I appreciated her sharing her thoughts with me. After that, I thought aloud, “I wonder what my friends on Facebook would say?” So I posted the following: Complete the sentence. I am thankful for_______. The responses I got were kitty cats, life, my husband, God’s mercy and love, my wife and Fridays. Quite versatile and transparent perspectives, wouldn’t you agree? I am thankful for the friends that took the time to reply to my question. Also, I read an online article “10 Things Moms are Thankful For” from Moments a Day, and five out of those 10 things stuck in my head: A house to clean is a safe place to live. Laundry is clothes to wear. Crumbs under the table equal family meals. Toilets to clean mean indoor plumbing. Sore and tired in bed reassures you still are alive.
Finally, I want to share with you something that makes me particularly grateful. My church, Woodcrest Chapel, is filled with real people on a real journey. At Woodcrest, we do not wait for a holy day to give thanks; we actually do it twice a month with what we call Community Live. Community Live is a place where you can come to find encouragement and hope, and it’s a place where you can feel comfortable. It’s a place where we learn about life, growth and who we are in Christ. It’s a place where friends and family are welcome, memories are shared and thankfulness is expressed.
So, I asked my best friend, my friends on Facebook and I shared with you about my spiritual community. Who do you need to ask about gratitude? Where can you express thankfulness? Let us bring back the value of gratitude and appreciation. Let us be grateful. It will absolutely change our entire perspective on life and bring positive energy to our relationships.
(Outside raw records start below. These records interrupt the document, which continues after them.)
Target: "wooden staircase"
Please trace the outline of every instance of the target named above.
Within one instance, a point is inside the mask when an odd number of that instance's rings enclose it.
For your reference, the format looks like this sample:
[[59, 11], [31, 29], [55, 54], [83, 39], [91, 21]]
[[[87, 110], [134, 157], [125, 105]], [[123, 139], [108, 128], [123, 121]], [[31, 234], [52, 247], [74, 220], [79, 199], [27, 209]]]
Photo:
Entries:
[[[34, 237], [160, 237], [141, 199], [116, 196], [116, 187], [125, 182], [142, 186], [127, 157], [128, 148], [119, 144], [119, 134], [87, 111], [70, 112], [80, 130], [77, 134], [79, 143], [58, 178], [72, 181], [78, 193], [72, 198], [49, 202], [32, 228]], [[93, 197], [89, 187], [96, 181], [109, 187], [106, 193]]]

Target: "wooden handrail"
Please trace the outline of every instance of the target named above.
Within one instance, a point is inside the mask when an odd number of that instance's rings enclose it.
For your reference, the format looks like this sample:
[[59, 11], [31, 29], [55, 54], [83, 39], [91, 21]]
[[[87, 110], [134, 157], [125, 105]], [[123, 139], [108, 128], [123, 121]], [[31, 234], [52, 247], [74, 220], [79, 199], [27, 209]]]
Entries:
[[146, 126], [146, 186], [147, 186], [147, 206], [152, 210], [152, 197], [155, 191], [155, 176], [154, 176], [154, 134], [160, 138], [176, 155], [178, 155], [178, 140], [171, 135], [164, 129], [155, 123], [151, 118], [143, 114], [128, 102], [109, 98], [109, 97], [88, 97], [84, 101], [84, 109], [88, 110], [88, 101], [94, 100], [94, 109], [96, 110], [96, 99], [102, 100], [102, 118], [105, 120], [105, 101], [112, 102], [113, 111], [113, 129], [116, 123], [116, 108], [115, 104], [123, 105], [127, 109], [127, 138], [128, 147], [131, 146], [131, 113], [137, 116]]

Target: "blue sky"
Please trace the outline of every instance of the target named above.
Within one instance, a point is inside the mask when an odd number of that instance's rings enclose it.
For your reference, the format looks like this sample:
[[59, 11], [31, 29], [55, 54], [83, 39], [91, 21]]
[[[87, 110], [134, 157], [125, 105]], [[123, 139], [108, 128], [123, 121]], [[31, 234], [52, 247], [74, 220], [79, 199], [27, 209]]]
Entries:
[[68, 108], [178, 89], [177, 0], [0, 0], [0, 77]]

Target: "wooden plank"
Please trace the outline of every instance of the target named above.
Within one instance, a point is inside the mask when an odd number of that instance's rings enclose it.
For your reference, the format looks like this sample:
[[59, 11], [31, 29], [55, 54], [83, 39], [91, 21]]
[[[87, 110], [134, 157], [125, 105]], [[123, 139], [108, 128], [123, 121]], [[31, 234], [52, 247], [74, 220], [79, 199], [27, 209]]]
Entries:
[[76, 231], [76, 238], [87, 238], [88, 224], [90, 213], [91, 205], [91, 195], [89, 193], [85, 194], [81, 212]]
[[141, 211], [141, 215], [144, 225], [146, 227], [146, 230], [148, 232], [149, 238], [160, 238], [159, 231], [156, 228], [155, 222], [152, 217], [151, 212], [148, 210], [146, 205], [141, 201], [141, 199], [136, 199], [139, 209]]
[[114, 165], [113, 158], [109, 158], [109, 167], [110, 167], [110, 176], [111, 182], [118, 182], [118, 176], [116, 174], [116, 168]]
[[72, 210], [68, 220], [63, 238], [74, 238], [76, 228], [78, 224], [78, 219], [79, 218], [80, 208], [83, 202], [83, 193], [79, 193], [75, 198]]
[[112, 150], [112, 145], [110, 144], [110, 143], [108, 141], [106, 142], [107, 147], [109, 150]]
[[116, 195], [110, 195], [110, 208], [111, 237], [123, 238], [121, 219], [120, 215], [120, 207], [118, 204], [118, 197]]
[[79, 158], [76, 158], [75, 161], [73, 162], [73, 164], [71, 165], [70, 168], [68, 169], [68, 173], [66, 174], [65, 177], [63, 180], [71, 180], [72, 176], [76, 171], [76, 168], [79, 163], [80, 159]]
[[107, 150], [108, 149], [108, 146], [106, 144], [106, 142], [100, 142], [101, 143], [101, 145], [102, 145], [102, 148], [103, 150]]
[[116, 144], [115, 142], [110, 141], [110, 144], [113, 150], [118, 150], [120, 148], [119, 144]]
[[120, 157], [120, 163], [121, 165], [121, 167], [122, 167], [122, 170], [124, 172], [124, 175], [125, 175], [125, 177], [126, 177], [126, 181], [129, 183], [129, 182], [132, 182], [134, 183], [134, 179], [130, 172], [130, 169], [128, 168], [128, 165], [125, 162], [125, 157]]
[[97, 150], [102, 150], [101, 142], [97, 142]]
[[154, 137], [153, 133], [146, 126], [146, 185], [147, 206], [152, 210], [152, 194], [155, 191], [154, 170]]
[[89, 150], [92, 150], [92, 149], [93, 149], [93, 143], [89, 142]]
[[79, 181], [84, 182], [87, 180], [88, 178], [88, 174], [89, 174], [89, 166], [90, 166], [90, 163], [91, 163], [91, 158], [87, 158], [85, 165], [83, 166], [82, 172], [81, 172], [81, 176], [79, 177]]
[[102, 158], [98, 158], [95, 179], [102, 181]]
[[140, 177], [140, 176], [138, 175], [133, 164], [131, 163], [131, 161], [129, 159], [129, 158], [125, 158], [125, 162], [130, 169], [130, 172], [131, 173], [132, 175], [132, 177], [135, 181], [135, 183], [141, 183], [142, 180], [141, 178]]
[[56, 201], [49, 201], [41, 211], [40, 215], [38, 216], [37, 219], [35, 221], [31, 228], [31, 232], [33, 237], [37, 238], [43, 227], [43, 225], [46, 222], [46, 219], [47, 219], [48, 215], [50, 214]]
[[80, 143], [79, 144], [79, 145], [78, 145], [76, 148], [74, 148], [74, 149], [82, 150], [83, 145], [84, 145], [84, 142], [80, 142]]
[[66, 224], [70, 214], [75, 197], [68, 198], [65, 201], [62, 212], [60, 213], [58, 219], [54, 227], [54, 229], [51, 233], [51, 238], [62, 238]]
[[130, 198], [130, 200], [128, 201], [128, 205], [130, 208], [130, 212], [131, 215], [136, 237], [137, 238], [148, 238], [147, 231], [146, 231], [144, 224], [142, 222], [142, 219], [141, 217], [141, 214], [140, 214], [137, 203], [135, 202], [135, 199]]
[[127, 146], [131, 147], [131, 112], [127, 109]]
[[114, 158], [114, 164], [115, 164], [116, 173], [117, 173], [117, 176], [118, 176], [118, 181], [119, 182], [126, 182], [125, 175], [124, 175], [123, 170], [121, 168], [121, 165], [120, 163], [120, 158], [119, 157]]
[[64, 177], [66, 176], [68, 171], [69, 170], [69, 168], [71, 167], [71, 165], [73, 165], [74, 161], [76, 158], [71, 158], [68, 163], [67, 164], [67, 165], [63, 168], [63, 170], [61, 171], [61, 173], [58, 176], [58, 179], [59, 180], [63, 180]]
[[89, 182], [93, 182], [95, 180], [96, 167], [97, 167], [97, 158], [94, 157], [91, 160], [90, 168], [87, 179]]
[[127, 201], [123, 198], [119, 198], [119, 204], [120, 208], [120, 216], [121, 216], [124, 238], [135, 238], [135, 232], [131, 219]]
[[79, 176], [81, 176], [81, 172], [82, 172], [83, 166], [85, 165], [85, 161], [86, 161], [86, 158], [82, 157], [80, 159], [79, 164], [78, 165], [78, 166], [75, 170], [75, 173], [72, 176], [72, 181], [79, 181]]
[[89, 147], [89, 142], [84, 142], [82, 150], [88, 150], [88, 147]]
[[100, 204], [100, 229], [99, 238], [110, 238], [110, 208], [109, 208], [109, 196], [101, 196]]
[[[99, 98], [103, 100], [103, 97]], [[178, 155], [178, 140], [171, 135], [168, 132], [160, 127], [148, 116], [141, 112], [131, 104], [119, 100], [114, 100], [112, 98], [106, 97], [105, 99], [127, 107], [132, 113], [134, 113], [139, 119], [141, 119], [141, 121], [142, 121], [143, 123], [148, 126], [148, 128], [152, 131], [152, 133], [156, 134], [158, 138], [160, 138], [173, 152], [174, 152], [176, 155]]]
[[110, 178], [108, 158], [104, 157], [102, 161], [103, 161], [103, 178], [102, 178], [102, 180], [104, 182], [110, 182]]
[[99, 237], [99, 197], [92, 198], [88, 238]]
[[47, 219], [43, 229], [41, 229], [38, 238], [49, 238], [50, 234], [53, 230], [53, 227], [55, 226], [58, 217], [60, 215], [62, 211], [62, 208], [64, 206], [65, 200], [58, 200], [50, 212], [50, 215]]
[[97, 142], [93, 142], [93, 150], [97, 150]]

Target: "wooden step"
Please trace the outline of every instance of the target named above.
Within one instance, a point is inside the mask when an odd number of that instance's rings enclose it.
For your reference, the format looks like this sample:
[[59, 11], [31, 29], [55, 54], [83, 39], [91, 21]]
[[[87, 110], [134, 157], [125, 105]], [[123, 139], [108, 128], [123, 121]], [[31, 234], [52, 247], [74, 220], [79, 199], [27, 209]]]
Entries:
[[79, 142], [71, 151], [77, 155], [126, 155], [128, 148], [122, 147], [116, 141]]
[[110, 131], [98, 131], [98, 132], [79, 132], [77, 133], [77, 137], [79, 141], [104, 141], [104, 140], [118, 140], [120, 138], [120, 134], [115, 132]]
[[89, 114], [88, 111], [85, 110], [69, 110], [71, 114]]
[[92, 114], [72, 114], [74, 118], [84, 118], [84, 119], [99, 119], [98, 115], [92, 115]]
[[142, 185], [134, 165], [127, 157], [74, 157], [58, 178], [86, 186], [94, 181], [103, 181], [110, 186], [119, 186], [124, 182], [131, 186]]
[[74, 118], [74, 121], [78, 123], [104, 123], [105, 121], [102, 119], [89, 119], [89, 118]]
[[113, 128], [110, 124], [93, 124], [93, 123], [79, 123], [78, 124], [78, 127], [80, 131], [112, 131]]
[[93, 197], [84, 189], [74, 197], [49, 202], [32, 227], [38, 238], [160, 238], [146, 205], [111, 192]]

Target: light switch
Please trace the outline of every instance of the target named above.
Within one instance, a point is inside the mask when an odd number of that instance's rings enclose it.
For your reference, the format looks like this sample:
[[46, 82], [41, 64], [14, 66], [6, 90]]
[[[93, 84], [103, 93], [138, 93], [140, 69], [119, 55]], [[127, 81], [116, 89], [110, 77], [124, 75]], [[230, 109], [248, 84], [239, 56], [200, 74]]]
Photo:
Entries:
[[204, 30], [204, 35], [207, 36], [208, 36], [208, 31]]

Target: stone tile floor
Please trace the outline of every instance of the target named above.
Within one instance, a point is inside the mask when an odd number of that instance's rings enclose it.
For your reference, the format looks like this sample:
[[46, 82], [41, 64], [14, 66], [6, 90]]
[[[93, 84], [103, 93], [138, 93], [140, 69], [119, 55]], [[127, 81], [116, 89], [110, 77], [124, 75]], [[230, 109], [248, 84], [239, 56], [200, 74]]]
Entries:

Pastor Heber Mena is a husband, foster dad, speaker, ordained minister and life coach. He is originally from The Republic of El Salvador and is now a naturalized American citizen. He is married to Kristin Mena, a native Missourian and Spanish teacher. Serving as the campus minister at Woodcrest Chapel located at the Capital Mall, he is also the founder of Live Victorious Coaching, LLC. Pastor Mena and wife Kristin have two foster children, two cats (Marcus & Merlin) and a dog named Manju.